Pada dasarnya, semanggi merupakan nama dedaunan yang sering ditemui di pematang sawah atau di tepi saluran irigasi. Akan tetapi, di tangan masyarakat Surabaya, daun ini bisa dijadikan sebuah santapan yang bersahabat di lidah.
“Semanggi biasanya disajikan dengan kecambah, kerupuk puli, dan bumbu. Tapi kalau kerupuknya sih terserah, bisa kerupuk lain.” ujar Slamet yang merupakan suami dari penjual semanggi Mak Haji. Namun, pria berkumis ini menambahkan, jika Semanggi asli Surabaya biasanya disajikan dengan kerupuk puli.
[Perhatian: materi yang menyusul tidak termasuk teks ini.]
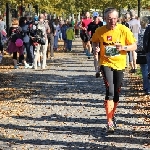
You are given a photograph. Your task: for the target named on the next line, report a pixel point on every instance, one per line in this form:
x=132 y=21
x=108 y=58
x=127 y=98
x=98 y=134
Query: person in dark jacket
x=91 y=28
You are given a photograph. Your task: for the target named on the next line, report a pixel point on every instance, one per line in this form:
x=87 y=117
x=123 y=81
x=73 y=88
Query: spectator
x=70 y=37
x=12 y=48
x=134 y=26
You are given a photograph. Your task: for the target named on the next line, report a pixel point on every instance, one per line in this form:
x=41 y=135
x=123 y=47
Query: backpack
x=17 y=37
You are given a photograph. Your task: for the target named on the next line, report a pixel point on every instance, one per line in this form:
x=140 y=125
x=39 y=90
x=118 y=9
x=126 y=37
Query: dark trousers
x=69 y=44
x=21 y=57
x=113 y=81
x=29 y=52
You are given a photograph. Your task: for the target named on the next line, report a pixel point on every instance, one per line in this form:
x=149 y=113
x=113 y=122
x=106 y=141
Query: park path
x=61 y=108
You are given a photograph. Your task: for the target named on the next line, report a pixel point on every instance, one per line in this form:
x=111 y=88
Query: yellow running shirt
x=107 y=38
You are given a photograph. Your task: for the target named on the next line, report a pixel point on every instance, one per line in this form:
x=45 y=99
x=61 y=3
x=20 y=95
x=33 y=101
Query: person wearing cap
x=91 y=28
x=135 y=27
x=114 y=41
x=84 y=35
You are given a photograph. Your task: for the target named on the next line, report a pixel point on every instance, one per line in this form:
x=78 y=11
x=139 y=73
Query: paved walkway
x=61 y=108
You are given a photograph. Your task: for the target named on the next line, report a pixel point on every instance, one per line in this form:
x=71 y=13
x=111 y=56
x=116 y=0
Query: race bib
x=111 y=51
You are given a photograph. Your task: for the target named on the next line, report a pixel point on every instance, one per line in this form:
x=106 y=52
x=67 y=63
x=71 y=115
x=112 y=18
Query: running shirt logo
x=109 y=38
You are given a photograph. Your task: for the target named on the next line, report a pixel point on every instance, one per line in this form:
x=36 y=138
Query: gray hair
x=109 y=10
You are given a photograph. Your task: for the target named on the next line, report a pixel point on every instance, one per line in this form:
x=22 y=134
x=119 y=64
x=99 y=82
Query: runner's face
x=111 y=20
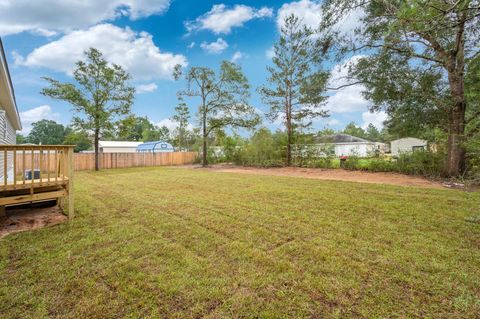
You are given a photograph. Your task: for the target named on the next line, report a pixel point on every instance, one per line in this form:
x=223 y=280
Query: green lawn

Bumbu kuliner ini, terdiri dari beberapa bahan diantaranya ketela, kacang, bawang putih, gula jawa, gula pasir dan garam. Untuk tingkat kepedasannya, para pembeli semanggi Mak Haji bisa menentukan sendiri masing-masing seleranya.
Untuk kamu yang memilih semanggi sebagai santapan di pagi hari, tak ada salahnya menambahkan makanan ini dengan beberapa potong lontong, sebagai pengganti nasi. Meskipun ada bahan yang ditambahkan, hal itu tak akan mengurangi cita rasa dari semanggi.
Semanggi Mak Haji telah ada sejak tahun 1971. Pada saat itu, generasi sebelumnya yang menjual semanggi tuk pertama kalinya. Semanggi Mak Haji dapat dijumpai di sekitar masjid Al-Akbar tiap hari Sabtu-Minggu, dan di sekitar Gedung Jawa Pos untuk hari-hari biasa.
Bagi sebagian besar orang, semanggi merupakan salah satu makanan khas Kota Surabaya. Begitu pula dengan Heri, salah satu pelanggan semanggi Mak Haji yang selalu memburu makanan itu secepat mungkin.
“Semanggi ini ciri khas orang Surabaya. Dan Semanggi Mak Haji beda dari yang lain. Pedasnya cocok di lidah,” jawab Heri ketika ditanya mengapa memilih semanggi daripada makanan lainnya.
Tak selamanya jalan itu selalu datar, begitulah bisnis semanggi Mak Haji yang tak berjalan mulus setiap saat. Terkadang jika daun semanggi yang mereka pesan terlambat datang, mau tak mau mereka pun harus menunda aktifitas jualan mereka. “Biasanya pada waktu banjir itu panen daunnya telat, jadi ya harus libur dulu jualannya,” ungkap Slamet.